Vol. 18 No. 9 · 9 May 1996

The key to David Edgerton’s method of critical attack lies in his use of the weasel word ‘implicitly’ (Letters, 4 April). For, as he well knows, The Lost Victory neither specifically nor generally contends that in the late Forties Britain was poorer than Germany and other major Continental nations, innovated less, spent more on welfare, or exported fewer manufactures. And since the narrative of The Lost Victory ends in June 1950, it certainly makes no such contentions in regard to ‘the Fifties and beyond’. Hence his cunning employment of ‘implicitly’ in order to accuse me of believing absurdities which I do not believe.
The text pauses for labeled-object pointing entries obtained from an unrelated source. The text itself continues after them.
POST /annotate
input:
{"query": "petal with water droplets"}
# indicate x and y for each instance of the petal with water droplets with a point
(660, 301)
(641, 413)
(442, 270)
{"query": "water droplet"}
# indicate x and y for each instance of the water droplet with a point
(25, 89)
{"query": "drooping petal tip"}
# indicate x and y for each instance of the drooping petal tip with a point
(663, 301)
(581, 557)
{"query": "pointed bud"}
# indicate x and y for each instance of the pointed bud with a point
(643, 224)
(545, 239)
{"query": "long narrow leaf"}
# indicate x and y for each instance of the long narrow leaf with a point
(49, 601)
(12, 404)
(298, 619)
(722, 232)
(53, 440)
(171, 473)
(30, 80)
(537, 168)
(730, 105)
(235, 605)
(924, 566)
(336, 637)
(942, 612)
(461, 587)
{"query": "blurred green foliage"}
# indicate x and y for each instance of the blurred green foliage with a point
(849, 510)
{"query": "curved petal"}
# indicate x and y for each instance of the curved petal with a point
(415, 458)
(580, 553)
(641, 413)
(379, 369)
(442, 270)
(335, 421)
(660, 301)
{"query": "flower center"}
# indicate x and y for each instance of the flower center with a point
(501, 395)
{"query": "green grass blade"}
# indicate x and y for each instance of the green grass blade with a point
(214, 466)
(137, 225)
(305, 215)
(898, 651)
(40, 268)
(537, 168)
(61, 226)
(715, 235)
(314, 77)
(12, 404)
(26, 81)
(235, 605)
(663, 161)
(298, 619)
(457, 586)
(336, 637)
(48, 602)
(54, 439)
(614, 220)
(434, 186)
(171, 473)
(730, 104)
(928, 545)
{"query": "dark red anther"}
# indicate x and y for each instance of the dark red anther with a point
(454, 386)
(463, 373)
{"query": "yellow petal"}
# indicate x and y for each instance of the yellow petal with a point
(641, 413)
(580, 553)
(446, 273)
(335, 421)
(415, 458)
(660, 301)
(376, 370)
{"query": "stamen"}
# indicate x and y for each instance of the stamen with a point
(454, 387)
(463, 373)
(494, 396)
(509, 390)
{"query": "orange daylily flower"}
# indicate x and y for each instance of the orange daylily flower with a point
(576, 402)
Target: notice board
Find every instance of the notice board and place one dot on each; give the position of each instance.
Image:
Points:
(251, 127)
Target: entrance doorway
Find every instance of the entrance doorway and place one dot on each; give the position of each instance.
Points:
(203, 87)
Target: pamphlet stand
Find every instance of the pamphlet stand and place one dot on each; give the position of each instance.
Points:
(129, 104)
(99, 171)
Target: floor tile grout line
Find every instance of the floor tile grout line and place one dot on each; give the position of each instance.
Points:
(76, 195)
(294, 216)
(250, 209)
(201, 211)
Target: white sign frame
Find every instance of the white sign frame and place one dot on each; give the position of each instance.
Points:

What The Lost Victory does argue is that in 1945-50 Britain muffed a unique opportunity to modernise herself as an industrial economy (thanks to American dollars) while her trade rivals were still on their backs or convalescent; and muffed it for reasons evident from the contemporary Whitehall records.

Correlli Barnett
Churchill College, Cambridge

Vol. 18 No. 10 · 23 May 1996

I am delighted to find Correlli Barnett stating in print (Letters, 9 May) that it is an ‘absurdity’ to believe that in ‘the late Forties Britain was poorer than Germany and other major Continental nations, innovated less, spent more on welfare, or exported fewer manufactures.’ Nor does he deny that such a claim would be equally absurd for the Fifties. He suggests that it was merely my ‘cunning’ use of the ‘weasel word “implicitly" ’ which would make anyone think he believed in any such thing. There was nothing weasely about my argument. These absurdities (and others) are implicit – in the strong and obvious sense – in his book; without them it collapses. Since Barnett does not think so, perhaps he would be so kind as to add the relevant comparative data, or even make his position clear, in future printings of The Lost Victory. It would then be, if not the first, then one of the most spectacular self-deconstructing books in history.